24 Names Of Vishnu

पाशांकुशाहिडमरूककपालशूलै: खट्वांग शक्तिशरचापयुतैर्भवन्ति||
अन्योन्यहस्तकलितै: कति मूर्तिभेदा: शंभोर्हरेरिव गदारिसरोजशंखै:||

Lord Shiva holds ten different weapons, namely a noose (trap) (पाश), a goad (अंकुश), a snake (सर्प), a drum (डमरू), a potsherd (कपाल) (used as a bowl), a spear (शूल), a club (खट्वांग) (an ayudha made of a thigh bone topped with a skull), a missile (शक्ति), an arrow (शर) and a bow (धनुष्य) in his hands. [Lord Shiva has five heads and so it is presumed that he has ten arms.] Find the number of different Shiva idols. Similarly, solve the problem for Vishnu idols; Lord Vishnu has four objects: a mace, a disc, a lotus and a conchshell.

The above verse is from Bhaskaracharya’s (Bhaskaracharya II) (Born 1114 AD) book Lilavati. Bhaskaracharya had composed this book in 1150 AD to teach Mathematics to his daughter Lilavati, after whom the book is named. This book which is written entirely in verse covers arithmetic, algebra, geometry, mensuration, combinatorics, number theory and other basic topics. This book was used as a standard textbook for almost 700 years.

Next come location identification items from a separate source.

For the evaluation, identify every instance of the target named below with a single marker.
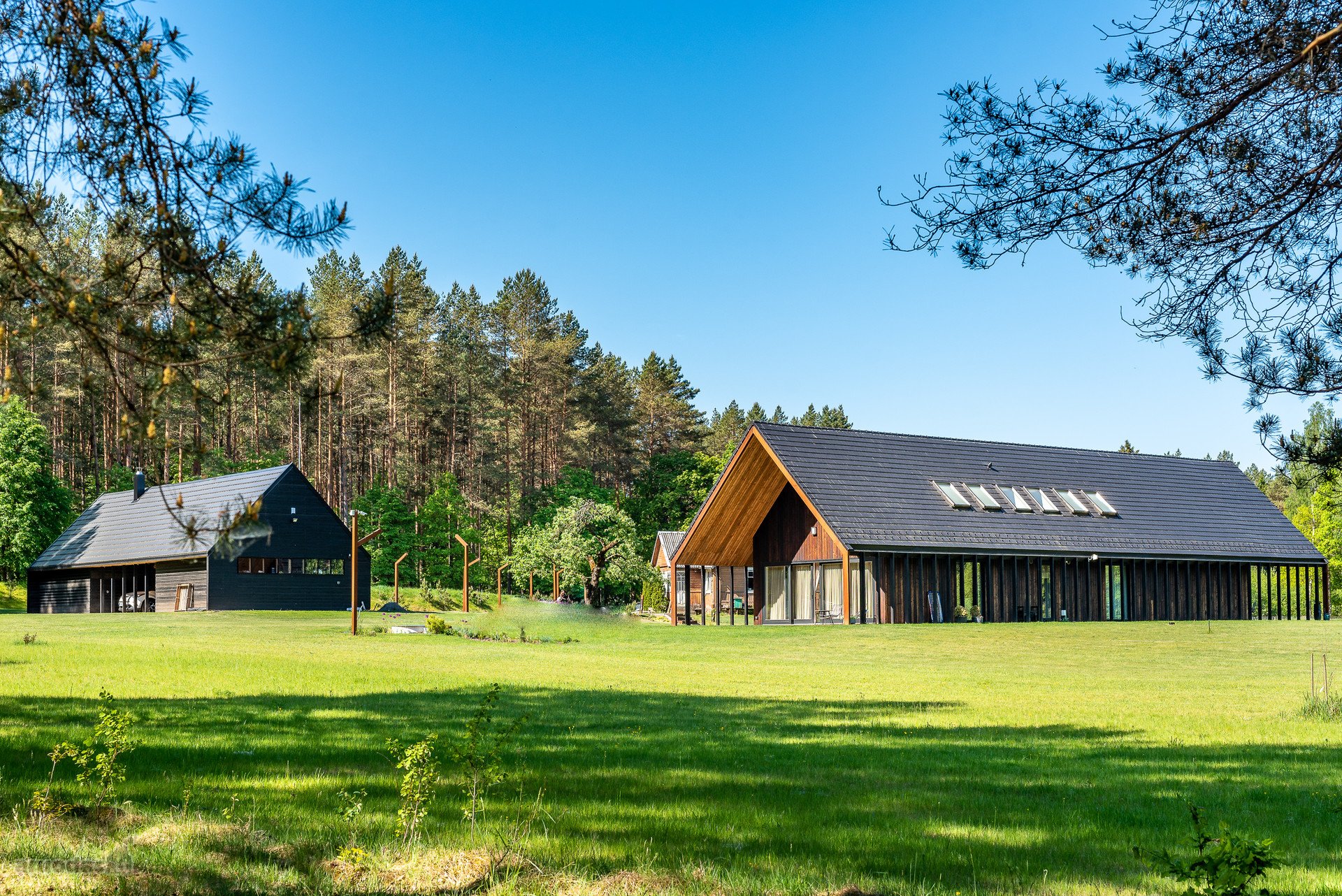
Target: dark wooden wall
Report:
(317, 534)
(1011, 589)
(58, 592)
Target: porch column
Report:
(862, 588)
(847, 582)
(675, 593)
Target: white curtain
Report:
(803, 593)
(776, 593)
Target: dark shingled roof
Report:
(875, 490)
(670, 542)
(116, 529)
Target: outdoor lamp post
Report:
(466, 573)
(354, 544)
(396, 579)
(500, 582)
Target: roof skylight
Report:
(1044, 502)
(984, 497)
(1105, 507)
(1018, 500)
(953, 496)
(1074, 502)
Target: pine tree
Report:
(34, 506)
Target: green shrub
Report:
(419, 783)
(654, 596)
(1225, 865)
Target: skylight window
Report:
(953, 496)
(984, 498)
(1044, 502)
(1018, 500)
(1074, 502)
(1105, 507)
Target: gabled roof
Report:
(668, 542)
(117, 529)
(874, 491)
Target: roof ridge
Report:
(992, 442)
(204, 479)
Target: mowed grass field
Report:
(897, 760)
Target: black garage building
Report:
(128, 551)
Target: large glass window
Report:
(1044, 502)
(1074, 502)
(1105, 507)
(953, 496)
(776, 593)
(830, 609)
(803, 593)
(986, 498)
(1114, 592)
(290, 566)
(1046, 591)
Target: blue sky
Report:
(701, 180)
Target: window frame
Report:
(951, 491)
(984, 497)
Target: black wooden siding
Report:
(1018, 589)
(58, 592)
(319, 534)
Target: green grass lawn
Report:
(900, 760)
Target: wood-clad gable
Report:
(792, 534)
(723, 530)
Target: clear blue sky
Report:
(701, 182)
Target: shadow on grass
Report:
(764, 790)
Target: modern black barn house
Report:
(849, 526)
(128, 551)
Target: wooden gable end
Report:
(722, 533)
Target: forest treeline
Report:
(485, 408)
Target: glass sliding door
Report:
(776, 595)
(830, 604)
(803, 593)
(856, 608)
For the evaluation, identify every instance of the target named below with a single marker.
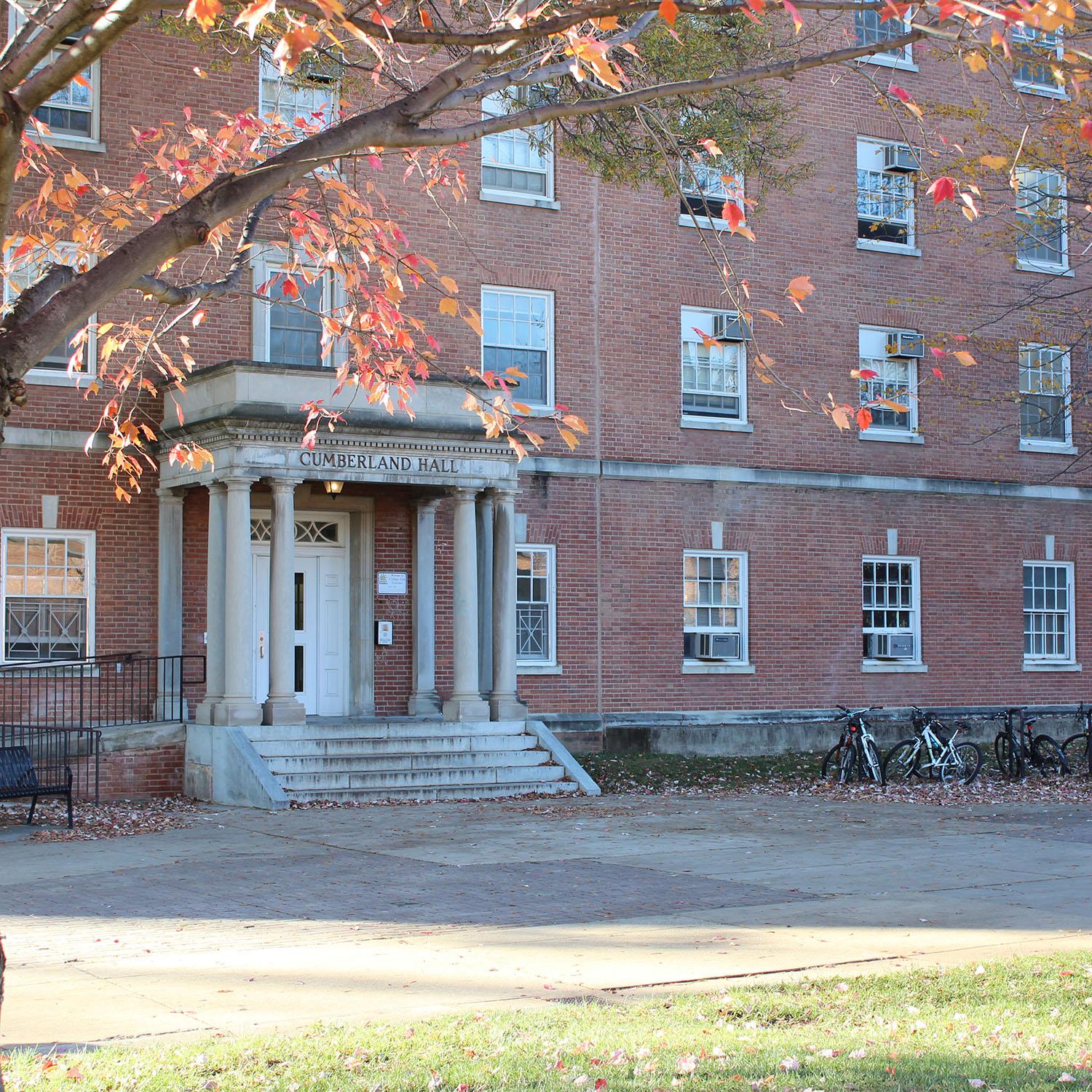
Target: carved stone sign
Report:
(378, 461)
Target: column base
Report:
(465, 708)
(425, 703)
(283, 711)
(508, 708)
(237, 711)
(205, 712)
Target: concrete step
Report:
(382, 780)
(366, 761)
(439, 793)
(400, 745)
(384, 729)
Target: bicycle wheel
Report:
(900, 764)
(965, 764)
(1046, 757)
(832, 764)
(1076, 753)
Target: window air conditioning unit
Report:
(906, 343)
(902, 159)
(727, 325)
(890, 646)
(718, 646)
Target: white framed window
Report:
(535, 606)
(72, 113)
(890, 598)
(713, 380)
(871, 28)
(707, 185)
(1042, 222)
(1037, 76)
(286, 329)
(887, 172)
(518, 333)
(1048, 612)
(305, 100)
(1045, 397)
(48, 594)
(714, 607)
(884, 352)
(517, 165)
(52, 371)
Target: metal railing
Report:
(98, 692)
(57, 708)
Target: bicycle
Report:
(855, 751)
(1077, 751)
(928, 755)
(1041, 751)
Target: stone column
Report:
(465, 703)
(238, 705)
(214, 605)
(170, 675)
(485, 591)
(504, 703)
(281, 707)
(424, 701)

Lord Shiva holds a weapon in each of his ten arms. Now these ten weapons can be arranged in 10! = 36,28,800 ways. i.e. It is not humanly possible to create so many forms of Lord Shiva.

Whereas Lord Vishnu holds a mace, a disc, a lotus and a conch in his four arms. These can be arranged in 4! = 24 different ways.

There are 24 different forms of Lord Vishnu with 24 names. The sculptures of all the 24 forms of Vishnu look alike and differ only in the position of the four objects in his four arms. Each arrangement has a unique name. This group of 24 names is collectively called चतुर्विंशति केशव नाम. Though there are infinite names of Lord Vishnu, this group of 24 names has a special significance as they are recited at the beginning of Sandhyavandam. Given below is the list of all 24 names and the order of objects in the Lord’s four arms.

Order of objects in Lord Vishnu’s hands will be given as: lower right, upper right, upper left and lower left of the lord.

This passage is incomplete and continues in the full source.